I could make more time for the old things I loved, I could make more of an effort, but the energy required to do so is energy I need to invest elsewhere like raising my daughter, working full time, doing my nails and…well, maintaining my sanity.

Understanding this and accepting that my life has shifted and morphed into something new took some time. It was hard to accept at first because no one else saw it for what it was but for me it was freedom. Freedom to do what I want to do without feeling guilty or like I wasn’t doing enough. It was strange taking ownership of my life without taking everyone else’s feelings into account. Where I am now is fulfilling in a new way, a different way. It’s natural. It fits.

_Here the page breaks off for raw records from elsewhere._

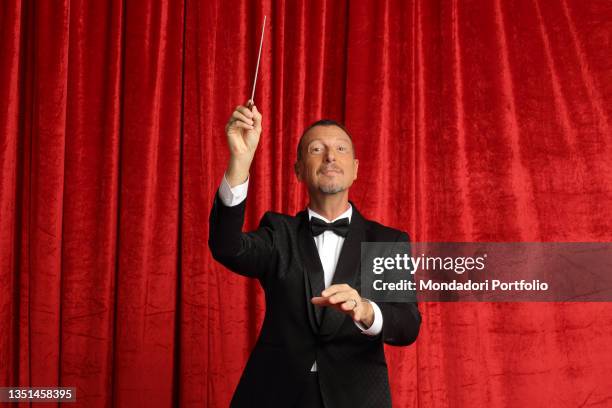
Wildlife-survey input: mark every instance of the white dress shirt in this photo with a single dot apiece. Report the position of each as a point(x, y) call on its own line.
point(328, 245)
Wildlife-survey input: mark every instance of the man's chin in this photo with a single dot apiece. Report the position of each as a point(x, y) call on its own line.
point(331, 189)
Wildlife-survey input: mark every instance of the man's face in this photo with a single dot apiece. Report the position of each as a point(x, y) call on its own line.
point(328, 163)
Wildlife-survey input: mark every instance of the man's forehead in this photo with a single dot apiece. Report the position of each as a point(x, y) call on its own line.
point(331, 132)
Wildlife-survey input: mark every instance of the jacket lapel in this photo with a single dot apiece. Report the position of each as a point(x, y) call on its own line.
point(347, 271)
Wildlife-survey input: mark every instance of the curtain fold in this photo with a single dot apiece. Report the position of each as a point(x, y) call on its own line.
point(472, 120)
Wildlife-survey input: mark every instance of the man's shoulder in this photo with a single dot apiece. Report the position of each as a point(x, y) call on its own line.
point(281, 218)
point(380, 232)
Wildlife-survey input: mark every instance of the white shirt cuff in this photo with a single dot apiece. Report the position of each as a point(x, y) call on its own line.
point(231, 197)
point(376, 327)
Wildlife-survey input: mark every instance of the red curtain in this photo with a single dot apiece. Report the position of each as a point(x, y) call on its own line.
point(473, 121)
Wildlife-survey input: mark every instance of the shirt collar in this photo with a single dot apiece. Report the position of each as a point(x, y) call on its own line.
point(347, 214)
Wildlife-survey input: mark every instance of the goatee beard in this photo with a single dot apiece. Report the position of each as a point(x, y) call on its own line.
point(331, 189)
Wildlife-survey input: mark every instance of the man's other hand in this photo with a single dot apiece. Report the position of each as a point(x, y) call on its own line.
point(347, 300)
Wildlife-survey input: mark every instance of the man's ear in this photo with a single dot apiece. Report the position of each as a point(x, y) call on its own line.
point(296, 168)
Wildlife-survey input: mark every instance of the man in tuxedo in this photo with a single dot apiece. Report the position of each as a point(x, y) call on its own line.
point(321, 343)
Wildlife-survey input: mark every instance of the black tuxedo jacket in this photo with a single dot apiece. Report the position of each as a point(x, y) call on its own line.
point(282, 255)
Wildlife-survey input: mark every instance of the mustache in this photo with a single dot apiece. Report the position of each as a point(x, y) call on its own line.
point(329, 167)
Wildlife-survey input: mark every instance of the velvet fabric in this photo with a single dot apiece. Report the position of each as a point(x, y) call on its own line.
point(472, 120)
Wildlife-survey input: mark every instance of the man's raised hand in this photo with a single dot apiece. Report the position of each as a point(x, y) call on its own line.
point(243, 130)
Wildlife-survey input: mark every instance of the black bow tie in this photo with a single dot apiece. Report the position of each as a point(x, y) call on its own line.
point(338, 227)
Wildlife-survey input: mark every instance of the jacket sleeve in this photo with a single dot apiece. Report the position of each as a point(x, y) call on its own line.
point(249, 254)
point(401, 320)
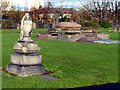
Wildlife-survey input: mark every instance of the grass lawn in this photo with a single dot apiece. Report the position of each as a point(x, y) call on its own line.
point(76, 64)
point(113, 35)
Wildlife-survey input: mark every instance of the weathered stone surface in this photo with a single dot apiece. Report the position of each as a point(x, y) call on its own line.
point(26, 47)
point(25, 70)
point(23, 59)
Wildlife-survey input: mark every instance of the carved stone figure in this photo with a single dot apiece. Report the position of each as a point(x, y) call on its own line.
point(26, 60)
point(26, 28)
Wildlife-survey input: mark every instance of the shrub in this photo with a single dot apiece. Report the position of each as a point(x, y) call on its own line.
point(104, 23)
point(64, 19)
point(6, 24)
point(89, 23)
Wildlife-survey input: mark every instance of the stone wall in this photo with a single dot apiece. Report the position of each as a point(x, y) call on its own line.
point(72, 38)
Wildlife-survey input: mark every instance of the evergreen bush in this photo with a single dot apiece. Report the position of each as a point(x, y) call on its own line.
point(104, 23)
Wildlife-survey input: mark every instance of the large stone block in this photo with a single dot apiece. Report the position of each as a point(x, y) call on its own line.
point(25, 70)
point(23, 59)
point(26, 47)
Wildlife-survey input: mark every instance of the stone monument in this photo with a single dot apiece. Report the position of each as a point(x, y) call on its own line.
point(26, 60)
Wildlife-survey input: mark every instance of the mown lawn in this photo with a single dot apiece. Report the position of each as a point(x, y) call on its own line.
point(113, 35)
point(76, 64)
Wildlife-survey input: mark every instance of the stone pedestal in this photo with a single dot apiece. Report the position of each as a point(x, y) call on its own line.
point(26, 60)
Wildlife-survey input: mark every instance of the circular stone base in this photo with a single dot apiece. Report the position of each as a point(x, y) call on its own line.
point(25, 71)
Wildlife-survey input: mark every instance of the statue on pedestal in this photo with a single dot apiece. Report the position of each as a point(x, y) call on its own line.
point(26, 60)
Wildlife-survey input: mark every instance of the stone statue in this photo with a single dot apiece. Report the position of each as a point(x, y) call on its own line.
point(26, 60)
point(26, 28)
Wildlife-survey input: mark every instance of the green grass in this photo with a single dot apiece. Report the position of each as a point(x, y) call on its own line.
point(113, 35)
point(77, 64)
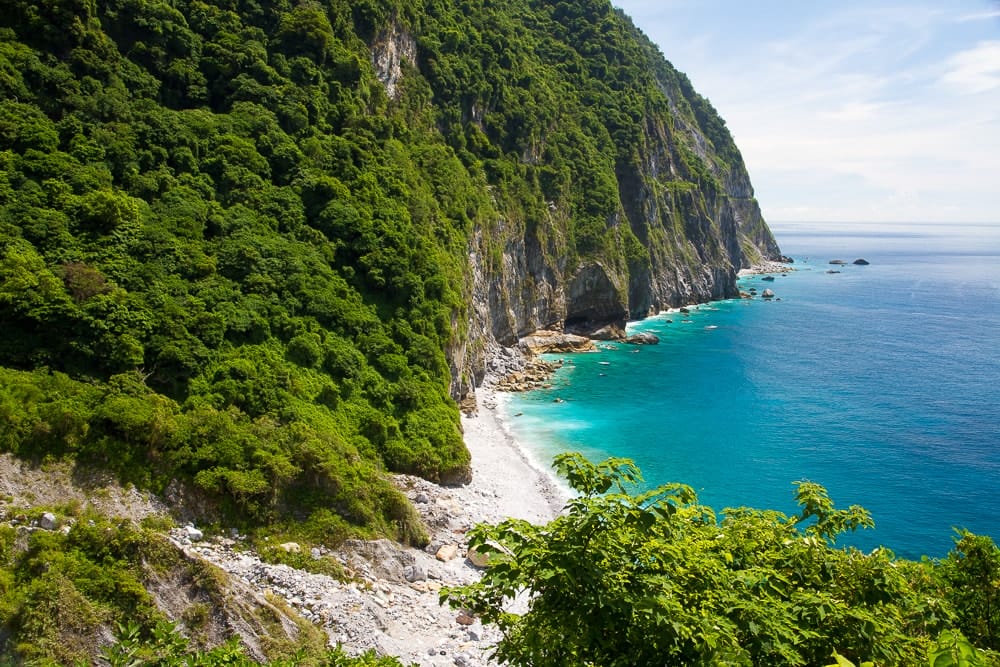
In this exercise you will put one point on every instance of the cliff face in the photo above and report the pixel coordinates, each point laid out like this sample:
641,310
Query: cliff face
684,220
259,247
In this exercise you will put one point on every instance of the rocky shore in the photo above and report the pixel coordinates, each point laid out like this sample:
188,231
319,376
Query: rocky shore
391,604
768,266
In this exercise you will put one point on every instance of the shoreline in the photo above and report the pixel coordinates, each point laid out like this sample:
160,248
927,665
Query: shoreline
503,468
767,266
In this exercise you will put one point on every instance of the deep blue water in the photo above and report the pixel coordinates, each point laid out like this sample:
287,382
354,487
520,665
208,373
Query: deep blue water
881,382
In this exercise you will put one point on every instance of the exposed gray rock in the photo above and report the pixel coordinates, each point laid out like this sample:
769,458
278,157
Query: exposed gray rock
544,342
415,572
642,338
447,552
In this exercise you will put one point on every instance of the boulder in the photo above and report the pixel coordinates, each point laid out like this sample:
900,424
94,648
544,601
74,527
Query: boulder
609,332
447,553
478,559
642,338
414,573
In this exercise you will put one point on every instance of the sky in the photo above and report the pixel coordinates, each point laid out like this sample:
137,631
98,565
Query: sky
849,110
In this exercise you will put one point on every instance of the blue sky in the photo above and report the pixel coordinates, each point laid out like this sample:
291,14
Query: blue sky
849,111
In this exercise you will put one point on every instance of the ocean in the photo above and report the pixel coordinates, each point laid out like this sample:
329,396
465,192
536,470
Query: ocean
880,382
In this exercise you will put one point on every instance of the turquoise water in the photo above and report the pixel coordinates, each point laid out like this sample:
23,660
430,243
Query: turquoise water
881,382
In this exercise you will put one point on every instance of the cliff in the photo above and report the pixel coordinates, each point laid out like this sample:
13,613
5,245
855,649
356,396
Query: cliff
257,250
251,251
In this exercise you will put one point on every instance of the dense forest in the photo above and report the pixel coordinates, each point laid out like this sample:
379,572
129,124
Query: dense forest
232,255
252,252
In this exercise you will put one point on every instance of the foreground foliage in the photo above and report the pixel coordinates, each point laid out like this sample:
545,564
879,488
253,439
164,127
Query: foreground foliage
656,578
228,256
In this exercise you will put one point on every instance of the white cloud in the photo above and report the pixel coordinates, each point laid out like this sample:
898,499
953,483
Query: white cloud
978,16
975,70
856,111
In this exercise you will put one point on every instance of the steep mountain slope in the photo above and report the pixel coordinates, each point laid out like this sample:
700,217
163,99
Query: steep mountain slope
257,248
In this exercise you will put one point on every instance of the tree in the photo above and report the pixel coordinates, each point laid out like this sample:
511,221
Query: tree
656,578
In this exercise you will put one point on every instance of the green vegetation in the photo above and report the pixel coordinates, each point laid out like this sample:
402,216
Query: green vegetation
656,578
165,647
228,257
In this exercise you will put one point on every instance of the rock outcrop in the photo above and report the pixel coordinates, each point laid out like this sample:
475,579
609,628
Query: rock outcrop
686,221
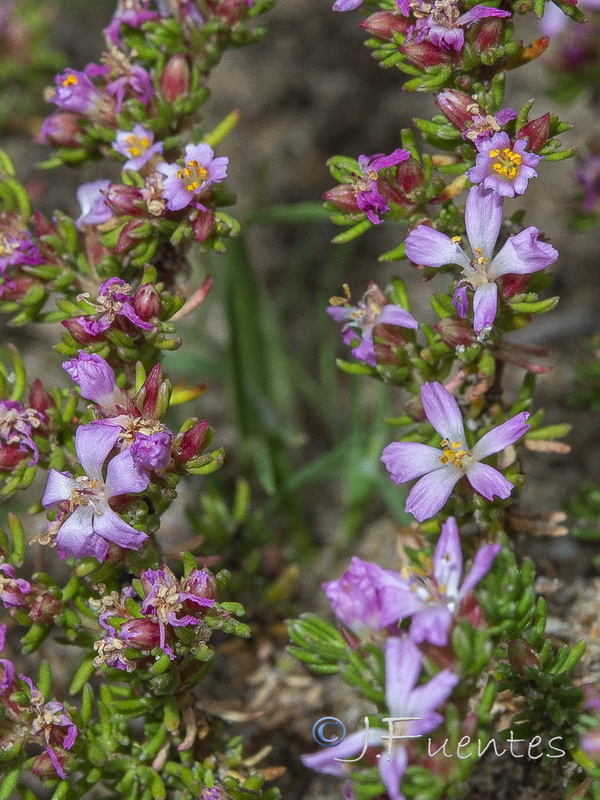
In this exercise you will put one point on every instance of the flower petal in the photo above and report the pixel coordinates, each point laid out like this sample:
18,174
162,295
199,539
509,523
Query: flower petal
488,481
501,436
442,411
59,488
447,558
407,460
485,304
93,443
431,248
124,476
483,214
430,493
482,564
523,254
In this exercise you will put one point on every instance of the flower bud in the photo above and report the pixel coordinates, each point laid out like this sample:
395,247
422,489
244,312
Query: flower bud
142,633
424,54
343,197
537,132
384,24
193,441
122,199
458,108
147,303
175,79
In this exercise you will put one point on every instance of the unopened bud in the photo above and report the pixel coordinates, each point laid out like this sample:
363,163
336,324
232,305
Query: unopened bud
536,132
175,79
384,24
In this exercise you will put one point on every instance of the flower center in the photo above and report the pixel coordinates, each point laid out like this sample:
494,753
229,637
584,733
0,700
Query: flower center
508,163
453,453
86,493
194,175
137,146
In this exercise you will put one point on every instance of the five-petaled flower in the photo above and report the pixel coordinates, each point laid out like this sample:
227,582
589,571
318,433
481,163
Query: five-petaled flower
359,321
503,166
412,706
92,523
138,147
439,470
184,185
520,255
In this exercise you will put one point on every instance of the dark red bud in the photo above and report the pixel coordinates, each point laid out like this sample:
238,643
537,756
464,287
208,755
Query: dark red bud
384,24
147,303
521,654
44,608
39,399
458,107
175,79
424,54
409,176
193,441
455,332
78,333
142,633
487,34
122,199
204,225
343,197
536,132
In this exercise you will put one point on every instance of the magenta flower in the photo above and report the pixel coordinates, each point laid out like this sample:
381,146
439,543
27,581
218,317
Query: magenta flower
92,523
355,596
503,167
12,590
53,723
432,601
113,300
17,424
442,469
404,698
368,197
169,599
443,23
183,186
137,146
520,255
359,321
75,92
94,210
95,378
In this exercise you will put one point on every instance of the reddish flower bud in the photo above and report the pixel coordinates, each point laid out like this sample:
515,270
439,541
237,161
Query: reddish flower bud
78,333
44,608
409,176
142,633
39,399
458,108
384,24
521,654
537,132
343,197
193,441
424,54
122,199
204,225
175,79
147,303
455,332
487,34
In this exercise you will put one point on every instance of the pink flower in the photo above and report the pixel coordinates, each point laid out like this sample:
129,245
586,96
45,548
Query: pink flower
439,470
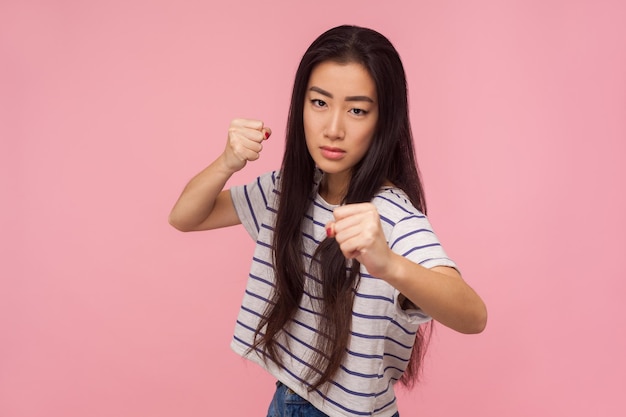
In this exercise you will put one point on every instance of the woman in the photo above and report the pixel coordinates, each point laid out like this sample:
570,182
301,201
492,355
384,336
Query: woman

If you’re feeling lost in who you are, stop moving. Stop living for other people’s expectations of what a 20-something is supposed to be doing. Stop showing up for people out of guilt. Focus on the things that truly make you happy, the things that truly matter to YOU because only you can decide who you are or who you want to be.

So for now I am me. I am a homebody rewatching old shows. I am the mom who sometimes bakes – and now I have a little helper. I am the friend who shows up for birthdays and special occasions. I am the sister who won’t go to the club with you but will bring you water the next morning. I am the partner happy to sit and watch you play video games while I write something. I am me.

Who knows who I’ll be in the future, but for now, I am me.